Re: chemical storage, it makes more sense the longer you need to store it or the farther you need to move it. E.g. Japan plans to effectively import solar energy via ammonia. Fission fell out of favor there for some reason. The already-mentioned difficulty of compressing and storing hydrogen means that they come out ahead even with the additional energy required to make and liquefy the ammonia.
The bad joke in my crowd is that DAC gets easier every year.
I’m not hugely sanguine about direct air capture for the reasons you mention, but there’s been progress. Re: MeOH/DME* vs methane, one factor to consider is that they fit into different current uses and infrastructures. With DME being effectively a diesel drop-in. Whereas we are already pretty good at moving methane around with more resilience than the electrical grid. But leaks are a problem wrt GHG emissions, as you mentioned.
If anyone is curious about the chemistry, we make DME from methanol by effectively dehydrating it. Methanol can be made by reduction of CO2 with hydrogen, and is current practiced at the George Olah plant in Iceland. Methane, also from CO2 and H2, is via the Sabatier reaction, although the folks over at Opus 12 tell me they have some fancy catalytic membrane technology that works better. Most of the above should have wikipedia articles if anyone is interested in further reading.
*In my organic chemistry days, this is what we called the solvent dimethoxyethane. But for anyone confused at home, we’re talking about dimethyl ether here.
Heh, that’s grim. I know a lot or people including a number of prominent climatologists and Bill Gates have pinned their hopes for offsetting carbon emissions on direct air capture and sequestration but the scale (millions if not billions of plants would be required to make a significant dent on current emissions) and the energy requirements are prohibitive without some external energy source.

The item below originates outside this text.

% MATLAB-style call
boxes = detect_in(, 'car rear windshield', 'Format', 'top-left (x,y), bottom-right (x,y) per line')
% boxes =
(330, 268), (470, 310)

I’m slightly more optimistic about extracting carbon dioxide from the ocean where the density is much higher, and at tropical latitudes using solar power for this makes sense but the scale problem remains. Ultimately, replanting areas that have been deforested and aggressively ending deforestation are more cost-effective but politically and logistically challenging. Point-of-source sequestration is more feasible at natural gas power plants although the net energy production is significantly reduced.
As you mentioned George Olah in passing, below is an interview with him in Technology Review regarding the “methanol economy”. Olah, of course, is not some crackpot or elder scientist spouting off about a fleeting notion in a field far feom his own; he was awarded the Nobel Prize in Chemistry in 1994 and has been working on alternative fuel synthesis for decades. His book, Beyond Oil and Gas: The Methanol Economy, is the leading policy resource in the area of methanol and dimethyl ether (DME) synthesis and is accessible enough for the layperson and energy policy enthusiast to follow, and makes an excellent case for methanol and DME as a transition fuel that can be easily swapped into the current liquid hydrocarbon fuels infrastructure and even into existing gasoline and diesel engines with pretty minimal modifications. As much as electric car advocates want to assume that we’re going to total electrify the transportation system in ten years, that just isn’t going to happen for the majority of the world where those changeover costs would be prohibitive, notwithstanding the logistical problems of ramping battery production on that scale and the severe limitations of accessible lithium and various rare earth elements needed for the manufacture of batteries and electrical control systems for them.